The
Anime News Network reports that the Spanish-language entertainment blog Nerdorama has posted
apparent screenshots from a trailer for the upcoming live-action
Dragonball film.
The film itself, written and directed by James Wong and adapted from Akira Toriyama's manga, is due to open in theaters next April 10, and will star Justin Chatwin, Emmy Rossum, James Marsters, and Chow Yun-Fat. The film news website,
ComingSoon.net, posted at the end of August that 20th Century Fox plans to run the trailer for the first time on October 17, when it debuts another film,
Max Pane (an adaptation of its video game of the same name).
According to the Nerdorama blog, the screenshots it posted show Justin Chatwin as Son Goku, James Marsters portraying Piccolo, and Chow Yun-Fat as Master Roshi. Among the discussion forums, the reactions are mixed, some fans thinking the pictures look promising, and others not entirely sure.
Most discussion seems to revolve around Marsters as Piccolo, and whether his skin is green enough -- does the lighter skin mean the movie starts before Piccolo gets his youth back, or is this fine detail simply being ignored and/or abandoned by the movie-makers?

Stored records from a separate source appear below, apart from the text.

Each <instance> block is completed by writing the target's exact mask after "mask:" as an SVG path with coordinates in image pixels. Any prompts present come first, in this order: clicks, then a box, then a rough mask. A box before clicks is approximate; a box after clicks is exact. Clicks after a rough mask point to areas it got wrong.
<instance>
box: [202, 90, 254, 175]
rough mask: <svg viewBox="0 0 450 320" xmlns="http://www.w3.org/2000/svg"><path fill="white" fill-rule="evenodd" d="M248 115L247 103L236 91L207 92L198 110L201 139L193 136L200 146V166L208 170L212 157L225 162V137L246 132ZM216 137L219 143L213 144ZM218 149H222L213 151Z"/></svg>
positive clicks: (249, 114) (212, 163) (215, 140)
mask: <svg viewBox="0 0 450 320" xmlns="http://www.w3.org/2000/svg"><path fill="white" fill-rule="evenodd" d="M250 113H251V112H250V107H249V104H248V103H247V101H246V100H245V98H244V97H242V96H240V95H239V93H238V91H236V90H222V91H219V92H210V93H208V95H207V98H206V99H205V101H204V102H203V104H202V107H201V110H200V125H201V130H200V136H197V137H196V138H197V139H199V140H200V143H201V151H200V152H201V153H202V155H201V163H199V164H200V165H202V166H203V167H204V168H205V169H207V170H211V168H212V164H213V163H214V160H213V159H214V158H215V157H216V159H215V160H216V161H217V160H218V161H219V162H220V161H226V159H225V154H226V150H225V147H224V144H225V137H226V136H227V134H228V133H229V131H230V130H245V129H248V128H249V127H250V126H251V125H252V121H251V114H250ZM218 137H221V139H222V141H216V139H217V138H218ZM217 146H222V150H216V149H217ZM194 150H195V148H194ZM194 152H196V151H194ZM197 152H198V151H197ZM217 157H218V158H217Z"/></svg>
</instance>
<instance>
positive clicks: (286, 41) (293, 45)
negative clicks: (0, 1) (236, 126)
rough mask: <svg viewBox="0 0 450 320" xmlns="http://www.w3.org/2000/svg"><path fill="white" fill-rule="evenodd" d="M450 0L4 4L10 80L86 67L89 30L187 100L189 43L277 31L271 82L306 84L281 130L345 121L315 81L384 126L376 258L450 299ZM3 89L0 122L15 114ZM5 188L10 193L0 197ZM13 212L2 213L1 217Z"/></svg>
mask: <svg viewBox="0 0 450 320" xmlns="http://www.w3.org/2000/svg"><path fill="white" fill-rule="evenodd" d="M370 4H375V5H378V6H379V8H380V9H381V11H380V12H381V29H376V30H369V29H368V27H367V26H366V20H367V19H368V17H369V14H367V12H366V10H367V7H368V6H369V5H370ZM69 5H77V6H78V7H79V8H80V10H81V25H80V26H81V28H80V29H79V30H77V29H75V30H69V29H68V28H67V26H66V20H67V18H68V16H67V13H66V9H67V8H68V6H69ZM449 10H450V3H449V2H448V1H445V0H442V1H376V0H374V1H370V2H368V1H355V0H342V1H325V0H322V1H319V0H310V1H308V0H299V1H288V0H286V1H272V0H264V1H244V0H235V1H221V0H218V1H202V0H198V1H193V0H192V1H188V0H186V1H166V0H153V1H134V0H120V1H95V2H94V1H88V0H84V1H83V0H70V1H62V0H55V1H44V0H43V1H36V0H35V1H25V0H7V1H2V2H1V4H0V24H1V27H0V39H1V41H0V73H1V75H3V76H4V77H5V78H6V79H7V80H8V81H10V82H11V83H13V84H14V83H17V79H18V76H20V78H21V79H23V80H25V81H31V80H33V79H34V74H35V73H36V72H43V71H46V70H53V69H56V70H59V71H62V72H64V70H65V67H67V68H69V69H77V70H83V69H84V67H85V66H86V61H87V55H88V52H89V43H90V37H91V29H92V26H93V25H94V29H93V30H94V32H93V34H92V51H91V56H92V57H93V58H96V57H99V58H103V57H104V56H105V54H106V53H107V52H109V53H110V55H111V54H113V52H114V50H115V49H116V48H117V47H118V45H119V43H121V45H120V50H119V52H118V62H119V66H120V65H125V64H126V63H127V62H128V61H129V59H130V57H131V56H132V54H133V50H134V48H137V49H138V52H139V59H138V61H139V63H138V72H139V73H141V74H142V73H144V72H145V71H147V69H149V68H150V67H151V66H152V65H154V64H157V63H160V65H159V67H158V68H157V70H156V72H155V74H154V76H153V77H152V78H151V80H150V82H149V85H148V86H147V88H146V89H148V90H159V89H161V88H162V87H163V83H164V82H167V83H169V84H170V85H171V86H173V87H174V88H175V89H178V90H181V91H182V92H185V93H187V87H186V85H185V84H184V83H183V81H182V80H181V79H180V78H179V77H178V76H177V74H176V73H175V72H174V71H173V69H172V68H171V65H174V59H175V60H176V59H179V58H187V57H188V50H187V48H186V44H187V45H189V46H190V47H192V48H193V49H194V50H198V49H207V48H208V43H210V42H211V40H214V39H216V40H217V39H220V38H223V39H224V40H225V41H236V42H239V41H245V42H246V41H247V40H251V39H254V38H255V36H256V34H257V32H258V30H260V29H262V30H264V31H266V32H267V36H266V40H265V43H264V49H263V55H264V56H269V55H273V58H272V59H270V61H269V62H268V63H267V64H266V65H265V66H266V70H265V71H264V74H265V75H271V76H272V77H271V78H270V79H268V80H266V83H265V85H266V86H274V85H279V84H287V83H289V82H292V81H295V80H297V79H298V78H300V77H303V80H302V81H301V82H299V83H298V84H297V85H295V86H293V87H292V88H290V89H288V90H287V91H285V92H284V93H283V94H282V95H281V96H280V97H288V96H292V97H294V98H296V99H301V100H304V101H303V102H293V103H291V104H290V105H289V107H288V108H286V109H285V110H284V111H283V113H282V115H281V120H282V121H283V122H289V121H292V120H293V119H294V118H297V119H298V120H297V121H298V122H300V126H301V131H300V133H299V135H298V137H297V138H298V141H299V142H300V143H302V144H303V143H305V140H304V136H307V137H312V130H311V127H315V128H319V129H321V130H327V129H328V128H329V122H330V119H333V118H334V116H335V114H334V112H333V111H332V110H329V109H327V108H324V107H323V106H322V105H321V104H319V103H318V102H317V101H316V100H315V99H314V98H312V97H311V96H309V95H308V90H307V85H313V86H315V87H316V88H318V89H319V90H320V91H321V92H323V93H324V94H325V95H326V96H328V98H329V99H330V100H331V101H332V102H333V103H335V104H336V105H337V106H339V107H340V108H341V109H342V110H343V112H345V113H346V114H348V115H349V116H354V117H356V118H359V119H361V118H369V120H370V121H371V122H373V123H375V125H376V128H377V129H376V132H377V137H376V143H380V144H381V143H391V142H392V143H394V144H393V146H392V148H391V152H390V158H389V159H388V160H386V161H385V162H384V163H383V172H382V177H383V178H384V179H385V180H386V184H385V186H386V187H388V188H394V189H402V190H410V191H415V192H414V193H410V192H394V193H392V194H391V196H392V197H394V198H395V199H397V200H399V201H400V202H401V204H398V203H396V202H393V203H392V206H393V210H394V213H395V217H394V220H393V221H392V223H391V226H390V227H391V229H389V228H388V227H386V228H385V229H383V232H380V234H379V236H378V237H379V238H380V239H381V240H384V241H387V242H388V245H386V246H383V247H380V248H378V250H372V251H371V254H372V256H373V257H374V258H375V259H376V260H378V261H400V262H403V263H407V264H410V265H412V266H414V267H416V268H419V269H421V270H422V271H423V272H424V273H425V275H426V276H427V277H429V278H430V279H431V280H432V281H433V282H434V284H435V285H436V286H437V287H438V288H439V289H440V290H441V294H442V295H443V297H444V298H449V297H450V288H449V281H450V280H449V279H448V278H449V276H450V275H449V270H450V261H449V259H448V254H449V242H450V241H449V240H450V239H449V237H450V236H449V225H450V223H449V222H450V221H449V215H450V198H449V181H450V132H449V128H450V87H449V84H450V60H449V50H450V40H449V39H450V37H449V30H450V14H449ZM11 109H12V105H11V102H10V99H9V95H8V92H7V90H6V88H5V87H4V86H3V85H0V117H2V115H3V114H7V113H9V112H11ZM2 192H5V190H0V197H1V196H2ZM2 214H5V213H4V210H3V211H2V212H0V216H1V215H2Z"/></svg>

If it's the latter, fans worry about what other details from the original story might be changed; for example, another thread of speculation centers around one of the female characters, Bulma, and whether the film will portray her as a "ditz" when in fact she was highly intelligent in the manga and the anime series.
The speculations about Piccolo and Bulma tend to be a subset of a larger split between purists who saw the original Japanese versions of the
Dragonball series several years ago, and more recent watchers who have only seen the somewhat altered English dubs that came over to North America. The earliest watchers have more of a tendency to regard the Japanese versions as a kind of "sacred text" in danger of being violated by Hollywood.
These screenshots have certainly fired up fresh speculation about the upcoming film. If 20th Century Fox releases such tidbits as these judiciously over the next few months, punctuated by a dramatic trailer or two, the studio will pretty much guarantee a curious and eager audience by the time the film itself appears in theaters.